Structural formula for cyclic form for ribose, glucose, fructose, and galactose has to be drawn.

Concept Introduction:

Simplest carbohydrates are known as monosaccharides.  They contain three to six carbons generally in a chain form with a carbonyl group present in the terminal or the adjacent carbon atom from the terminal.  Monosaccharides contains only one sugar unit.

Monosaccharides can be drawn in a linear style.  Here, the hydroxyl groups are present on the each carbon atom.  Open-chain form of monosaccharide is drawn by placing the hydroxyl groups on right or left considering the chiral center.
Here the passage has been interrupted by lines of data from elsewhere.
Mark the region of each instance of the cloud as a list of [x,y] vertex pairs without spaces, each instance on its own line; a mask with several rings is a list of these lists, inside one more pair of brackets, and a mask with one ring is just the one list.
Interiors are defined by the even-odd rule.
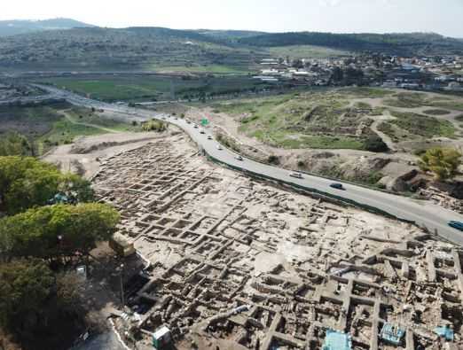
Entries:
[[318,0],[318,4],[326,7],[337,6],[341,4],[341,0]]

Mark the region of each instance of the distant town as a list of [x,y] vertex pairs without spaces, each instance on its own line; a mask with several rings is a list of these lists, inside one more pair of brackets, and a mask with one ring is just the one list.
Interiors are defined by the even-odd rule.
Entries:
[[264,58],[254,76],[265,82],[302,85],[369,85],[463,91],[463,57],[401,58],[382,54],[329,58]]

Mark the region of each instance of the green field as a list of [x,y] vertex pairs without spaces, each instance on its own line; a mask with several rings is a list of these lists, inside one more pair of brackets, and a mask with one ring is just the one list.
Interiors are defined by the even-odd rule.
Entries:
[[394,143],[455,138],[455,125],[445,120],[449,111],[431,107],[424,115],[397,109],[458,102],[449,98],[379,88],[344,88],[216,103],[212,108],[239,121],[241,133],[274,147],[386,152],[384,140],[371,128],[378,116],[394,118],[378,126]]
[[52,78],[41,81],[78,94],[108,102],[163,101],[198,98],[202,95],[232,94],[263,89],[268,84],[248,76],[180,77],[168,75],[101,75],[90,78]]
[[0,136],[11,131],[24,135],[35,145],[39,154],[51,146],[69,144],[80,136],[140,130],[139,126],[103,119],[89,109],[68,104],[3,106],[0,107]]
[[147,65],[147,70],[153,72],[211,73],[216,74],[247,74],[251,70],[247,66],[221,65],[158,66]]
[[275,147],[365,149],[365,137],[356,130],[371,121],[348,105],[343,95],[321,90],[215,104],[213,109],[234,115],[240,132]]

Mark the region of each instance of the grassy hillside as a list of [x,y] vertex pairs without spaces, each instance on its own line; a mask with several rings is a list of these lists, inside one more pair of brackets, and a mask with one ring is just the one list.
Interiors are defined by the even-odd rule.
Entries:
[[[0,68],[153,70],[224,66],[247,72],[265,53],[194,31],[75,28],[0,39]],[[204,70],[208,70],[204,68]]]
[[50,147],[71,143],[75,136],[114,131],[137,131],[120,121],[101,118],[97,113],[67,103],[30,106],[0,106],[0,138],[17,132],[35,144],[38,154]]
[[435,34],[330,34],[84,27],[0,38],[0,70],[247,74],[264,58],[462,54],[463,41]]
[[263,89],[268,87],[267,84],[247,75],[224,77],[202,75],[186,79],[175,75],[108,76],[107,74],[92,74],[88,78],[50,78],[40,80],[40,82],[52,83],[59,88],[66,88],[78,94],[108,102],[162,101],[173,97],[187,99],[198,97],[201,93],[231,94],[253,89]]
[[239,43],[253,46],[274,47],[316,45],[350,51],[381,51],[397,55],[461,54],[463,41],[436,34],[333,34],[277,33],[240,38]]
[[71,29],[94,27],[71,19],[52,19],[44,20],[0,20],[0,36],[15,35],[44,30]]

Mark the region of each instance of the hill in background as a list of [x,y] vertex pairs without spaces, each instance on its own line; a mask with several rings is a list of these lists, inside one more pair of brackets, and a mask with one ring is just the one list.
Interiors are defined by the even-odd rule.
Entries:
[[71,19],[52,19],[44,20],[0,20],[0,36],[39,32],[43,30],[71,29],[94,27]]
[[434,33],[269,33],[242,37],[239,42],[260,47],[316,45],[352,52],[375,51],[399,56],[463,54],[462,40]]
[[[67,24],[85,26],[67,19],[31,23],[43,22],[49,23],[49,29]],[[463,41],[428,33],[263,33],[92,27],[0,37],[0,69],[247,74],[255,71],[264,58],[339,57],[364,51],[403,57],[463,55]]]

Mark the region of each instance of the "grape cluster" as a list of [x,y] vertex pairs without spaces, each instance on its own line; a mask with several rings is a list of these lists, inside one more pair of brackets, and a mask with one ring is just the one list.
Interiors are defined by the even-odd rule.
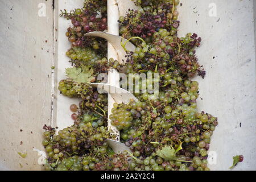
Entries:
[[[107,1],[85,1],[82,9],[77,9],[68,13],[61,11],[61,16],[71,19],[73,27],[67,30],[66,36],[73,47],[86,47],[94,38],[84,36],[92,31],[104,31],[108,29]],[[94,45],[98,48],[99,45]]]
[[113,59],[108,61],[105,40],[84,36],[107,28],[106,0],[85,0],[83,9],[61,15],[73,24],[66,34],[72,46],[66,54],[75,68],[92,69],[94,76],[110,68],[125,74],[146,73],[147,77],[159,74],[159,78],[153,78],[159,82],[157,92],[142,92],[149,87],[147,81],[126,82],[126,88],[133,86],[141,91],[135,94],[138,101],[115,103],[110,113],[112,125],[120,131],[121,142],[131,153],[115,154],[109,146],[106,139],[117,136],[106,127],[107,94],[68,78],[59,82],[59,90],[81,101],[79,106],[70,106],[73,125],[57,133],[44,127],[46,169],[209,170],[207,152],[217,118],[198,111],[199,83],[191,80],[196,73],[205,75],[195,51],[201,38],[191,33],[178,37],[179,0],[133,1],[139,10],[129,10],[118,21],[120,35],[137,47],[134,52],[127,52],[123,63]]
[[76,86],[72,81],[63,80],[59,82],[59,90],[61,94],[67,97],[73,97],[78,95],[74,87]]

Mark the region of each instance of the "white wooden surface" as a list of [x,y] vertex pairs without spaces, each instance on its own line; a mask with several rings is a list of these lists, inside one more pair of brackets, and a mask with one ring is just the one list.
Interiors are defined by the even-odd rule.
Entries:
[[0,0],[0,169],[41,169],[32,149],[43,150],[43,126],[51,123],[52,1]]

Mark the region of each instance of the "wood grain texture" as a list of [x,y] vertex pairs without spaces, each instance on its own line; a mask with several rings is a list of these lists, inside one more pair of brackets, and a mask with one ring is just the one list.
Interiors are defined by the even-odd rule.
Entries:
[[[194,80],[203,99],[197,100],[199,111],[218,118],[209,150],[216,155],[209,158],[216,159],[212,170],[228,170],[232,156],[241,154],[245,160],[233,170],[256,169],[253,1],[183,0],[178,6],[179,36],[196,32],[203,40],[196,54],[207,75]],[[216,17],[209,16],[212,3]]]
[[[46,17],[38,14],[42,2]],[[52,3],[0,1],[0,169],[42,168],[33,147],[43,150],[43,126],[51,123]]]

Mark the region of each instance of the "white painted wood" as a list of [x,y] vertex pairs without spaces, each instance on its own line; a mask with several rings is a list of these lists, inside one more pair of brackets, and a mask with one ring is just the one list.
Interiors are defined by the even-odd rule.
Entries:
[[[183,0],[178,6],[179,36],[195,32],[203,39],[196,50],[207,75],[195,80],[203,98],[198,100],[199,110],[218,118],[209,150],[217,154],[216,164],[209,166],[212,170],[228,170],[232,156],[240,154],[244,161],[234,170],[256,169],[253,1]],[[212,3],[216,17],[209,16]]]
Monosaccharide can be expressed in a cyclic form.  In case of an aldohexose, the hydroxyl group present on the C5 carbon atom reacts with the carbonyl group present in C1 carbon atom resulting in formation of a six-membered ring.  Procedure to be followed for obtaining cyclic structure are given as follows.
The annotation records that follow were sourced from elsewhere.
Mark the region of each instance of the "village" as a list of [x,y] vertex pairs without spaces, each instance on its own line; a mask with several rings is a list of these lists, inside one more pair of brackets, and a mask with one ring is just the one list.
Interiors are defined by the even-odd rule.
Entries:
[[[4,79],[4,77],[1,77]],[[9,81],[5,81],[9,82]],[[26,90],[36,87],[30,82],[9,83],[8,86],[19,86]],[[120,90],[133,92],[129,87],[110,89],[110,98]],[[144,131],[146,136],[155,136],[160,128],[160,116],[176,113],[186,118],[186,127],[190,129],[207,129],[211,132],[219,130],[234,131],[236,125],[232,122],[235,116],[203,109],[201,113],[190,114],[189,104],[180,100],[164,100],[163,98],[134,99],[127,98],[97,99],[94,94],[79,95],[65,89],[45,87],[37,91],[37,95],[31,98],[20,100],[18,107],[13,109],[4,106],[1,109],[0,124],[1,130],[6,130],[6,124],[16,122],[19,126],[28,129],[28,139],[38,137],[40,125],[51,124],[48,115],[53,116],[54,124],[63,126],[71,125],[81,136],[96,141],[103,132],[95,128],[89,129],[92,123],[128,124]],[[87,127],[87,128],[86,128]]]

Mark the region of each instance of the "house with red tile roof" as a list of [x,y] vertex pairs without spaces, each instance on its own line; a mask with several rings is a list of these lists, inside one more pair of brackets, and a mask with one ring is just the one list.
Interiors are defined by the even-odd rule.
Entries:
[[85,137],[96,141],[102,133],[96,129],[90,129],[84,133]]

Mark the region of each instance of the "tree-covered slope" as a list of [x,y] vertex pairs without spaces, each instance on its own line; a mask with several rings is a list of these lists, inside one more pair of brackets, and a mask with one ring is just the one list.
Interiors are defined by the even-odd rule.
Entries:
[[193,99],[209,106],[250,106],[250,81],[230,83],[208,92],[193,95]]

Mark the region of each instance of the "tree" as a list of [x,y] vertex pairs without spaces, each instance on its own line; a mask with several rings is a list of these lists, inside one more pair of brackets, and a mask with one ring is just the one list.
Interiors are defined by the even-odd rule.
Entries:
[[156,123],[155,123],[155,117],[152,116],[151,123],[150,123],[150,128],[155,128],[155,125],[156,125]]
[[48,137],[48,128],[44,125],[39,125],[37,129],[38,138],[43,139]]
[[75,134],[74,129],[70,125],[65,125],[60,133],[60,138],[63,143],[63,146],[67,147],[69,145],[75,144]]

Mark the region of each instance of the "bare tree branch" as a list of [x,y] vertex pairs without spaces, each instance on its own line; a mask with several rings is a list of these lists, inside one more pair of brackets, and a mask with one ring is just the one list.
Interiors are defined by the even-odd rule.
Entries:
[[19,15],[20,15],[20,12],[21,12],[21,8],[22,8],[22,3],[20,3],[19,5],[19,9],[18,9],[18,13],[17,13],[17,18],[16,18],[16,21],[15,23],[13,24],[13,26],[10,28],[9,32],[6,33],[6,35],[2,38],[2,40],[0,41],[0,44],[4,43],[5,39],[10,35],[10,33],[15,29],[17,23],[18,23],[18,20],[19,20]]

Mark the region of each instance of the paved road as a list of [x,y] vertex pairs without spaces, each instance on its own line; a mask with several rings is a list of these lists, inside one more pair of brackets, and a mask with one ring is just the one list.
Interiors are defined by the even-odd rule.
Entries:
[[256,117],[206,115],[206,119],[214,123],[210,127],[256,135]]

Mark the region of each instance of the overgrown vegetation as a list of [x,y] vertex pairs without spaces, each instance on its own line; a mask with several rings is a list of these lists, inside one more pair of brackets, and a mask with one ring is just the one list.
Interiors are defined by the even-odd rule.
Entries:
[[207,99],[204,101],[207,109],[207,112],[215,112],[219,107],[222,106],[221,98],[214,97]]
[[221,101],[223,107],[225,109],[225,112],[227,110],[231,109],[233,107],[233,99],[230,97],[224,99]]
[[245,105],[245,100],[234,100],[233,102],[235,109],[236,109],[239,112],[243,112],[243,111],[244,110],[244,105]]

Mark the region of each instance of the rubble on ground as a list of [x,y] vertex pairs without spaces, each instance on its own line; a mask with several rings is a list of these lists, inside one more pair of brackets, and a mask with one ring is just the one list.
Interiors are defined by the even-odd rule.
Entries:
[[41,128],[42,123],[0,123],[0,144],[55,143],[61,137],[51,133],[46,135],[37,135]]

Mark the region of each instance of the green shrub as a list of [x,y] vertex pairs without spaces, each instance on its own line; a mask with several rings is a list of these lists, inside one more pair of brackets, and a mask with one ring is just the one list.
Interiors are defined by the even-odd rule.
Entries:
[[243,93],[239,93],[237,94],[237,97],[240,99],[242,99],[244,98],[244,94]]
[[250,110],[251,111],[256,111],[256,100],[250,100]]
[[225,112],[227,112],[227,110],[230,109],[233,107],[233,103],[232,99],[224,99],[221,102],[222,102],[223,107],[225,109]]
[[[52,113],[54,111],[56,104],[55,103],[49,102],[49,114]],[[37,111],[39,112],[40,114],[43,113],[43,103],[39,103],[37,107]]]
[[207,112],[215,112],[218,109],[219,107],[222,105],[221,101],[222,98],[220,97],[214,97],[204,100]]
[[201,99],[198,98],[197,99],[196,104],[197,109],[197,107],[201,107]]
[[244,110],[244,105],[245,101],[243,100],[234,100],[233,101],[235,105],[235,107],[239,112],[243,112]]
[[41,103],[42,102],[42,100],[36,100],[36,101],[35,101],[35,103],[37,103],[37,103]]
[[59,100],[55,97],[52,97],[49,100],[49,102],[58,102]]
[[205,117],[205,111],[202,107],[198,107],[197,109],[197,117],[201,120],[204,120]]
  • Carbon skeleton has to be rotated to 90°.  While rotating, the groups that are present on the right side ends up below after rotation.
  • Chain has to be twisted in order to put the hydroxyl group closer to the carbonyl group of aldehyde.  The CH2OH group present on C5 is drawn up.
  • The OH group on the C5 carbon atom reacts with the aldehyde carbonyl resulting in formation of six-membered ring that has a new chiral center.  Considering the orientation of OH group that is present on the new chiral center that is formed, two isomers are possible.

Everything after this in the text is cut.